Una cultura di espianto della coda 3D per studiare la segmentazione dei vertebrati nel pesce zebra
Özet
Qui presentiamo il protocollo per la coltura tissutale 3D dell’asse del corpo posteriore zebrafish, consentendo lo studio vivo della segmentazione dei vertebrati. Questo modello di espianto fornisce il controllo sull’allungamento dell’asse, l’alterazione delle sorgenti di morfogeno e l’imaging vivo a livello di tessuto a risoluzione subcellulare.
Abstract
Gli embrioni di vertebrati modellano il loro asse corporeo principale come somiti ripetitivi, precursori di vertebre, muscoli e pelle. I somiti si segmentano progressivamente dal mesoderma presomitico (PSM) mentre l’estremità posteriore dell’embrione si allunga posteriormente. I somiti si formano con periodicità regolare e dimensioni di scala. Zebrafish è un organismo modello popolare in quanto è geneticamente trattabile e ha embrioni trasparenti che consentono l’imaging dal vivo. Tuttavia, durante la somitogenesi, gli embrioni di pesce sono avvolti attorno a un grande tuorlo rotondo.
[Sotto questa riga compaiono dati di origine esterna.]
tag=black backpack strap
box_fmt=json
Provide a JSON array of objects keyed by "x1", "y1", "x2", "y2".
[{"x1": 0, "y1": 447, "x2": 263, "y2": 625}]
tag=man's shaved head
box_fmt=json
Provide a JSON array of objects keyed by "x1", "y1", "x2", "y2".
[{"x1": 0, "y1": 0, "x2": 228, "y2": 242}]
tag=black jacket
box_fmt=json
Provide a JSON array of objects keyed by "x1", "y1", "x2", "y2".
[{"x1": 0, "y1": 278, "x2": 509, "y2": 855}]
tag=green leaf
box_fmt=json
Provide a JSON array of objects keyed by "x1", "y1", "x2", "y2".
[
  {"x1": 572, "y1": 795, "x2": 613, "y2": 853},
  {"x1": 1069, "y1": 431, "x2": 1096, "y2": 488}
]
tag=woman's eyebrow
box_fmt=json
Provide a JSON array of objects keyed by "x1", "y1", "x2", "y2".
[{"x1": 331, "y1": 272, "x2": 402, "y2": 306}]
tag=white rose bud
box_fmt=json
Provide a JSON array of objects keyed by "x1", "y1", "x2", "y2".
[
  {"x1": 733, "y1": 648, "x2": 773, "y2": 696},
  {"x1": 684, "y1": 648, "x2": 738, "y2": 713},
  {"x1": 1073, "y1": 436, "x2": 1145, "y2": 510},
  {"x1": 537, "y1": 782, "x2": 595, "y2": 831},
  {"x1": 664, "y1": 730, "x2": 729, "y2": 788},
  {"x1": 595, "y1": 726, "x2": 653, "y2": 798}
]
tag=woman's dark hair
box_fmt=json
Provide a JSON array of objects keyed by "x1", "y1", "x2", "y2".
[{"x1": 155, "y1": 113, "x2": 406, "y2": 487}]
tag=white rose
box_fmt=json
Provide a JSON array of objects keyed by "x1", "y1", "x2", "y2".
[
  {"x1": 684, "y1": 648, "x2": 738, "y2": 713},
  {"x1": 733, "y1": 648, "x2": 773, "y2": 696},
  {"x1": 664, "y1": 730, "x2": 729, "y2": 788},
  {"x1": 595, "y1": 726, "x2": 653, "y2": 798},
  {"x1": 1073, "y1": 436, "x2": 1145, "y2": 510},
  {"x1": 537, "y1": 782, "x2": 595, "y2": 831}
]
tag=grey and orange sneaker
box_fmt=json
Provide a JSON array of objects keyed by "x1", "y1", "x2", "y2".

Questa geometria limita l’imaging vivo del tessuto PSM negli embrioni di zebrafish, in particolare a risoluzioni più elevate che richiedono una distanza di lavoro oggettiva ravvicinata. Qui presentiamo un metodo di coltura tissutale 3D appiattito per l’imaging vivo delle espianto della coda di zebrafish. Gli espianto della coda imitano embrioni intatti mostrando un rallentamento proporzionale dell’allungamento dell’asse e accorciamento delle lunghezze del somite rostrocaudale. Siamo inoltre in grado di bloccare la velocità di allungamento dell’asse attraverso la coltura di espianto. Questo, per la prima volta, ci permette di districare l’ingresso chimico dei gradienti di segnalazione dall’ingresso meccanicistico dell’allungamento assiale. Negli studi futuri, questo metodo può essere combinato con una configurazione microfluidico per consentire perturbazioni farmaceutiche controllate nel tempo o screening della segmentazione dei vertebrati senza problemi di penetrazione del farmaco.
Introduction
La segmentazione metamerica degli organismi è ampiamente utilizzata in natura. Le strutture ripetute sono essenziali per la funzionalità di organi laterale come vertebre, muscoli, nervi, vasi, arti o foglie in un piano corporeo1. Come risultato di tali vincoli fisiologici e geometrici della simmetria assiale, la maggior parte della phyla della Bilateria- come anellidi, artropodi e cordati-mostrano segmentazione dei loro tessuti embrionali (ad esempio, ectoderma, mesoderma) antero-posteriormente.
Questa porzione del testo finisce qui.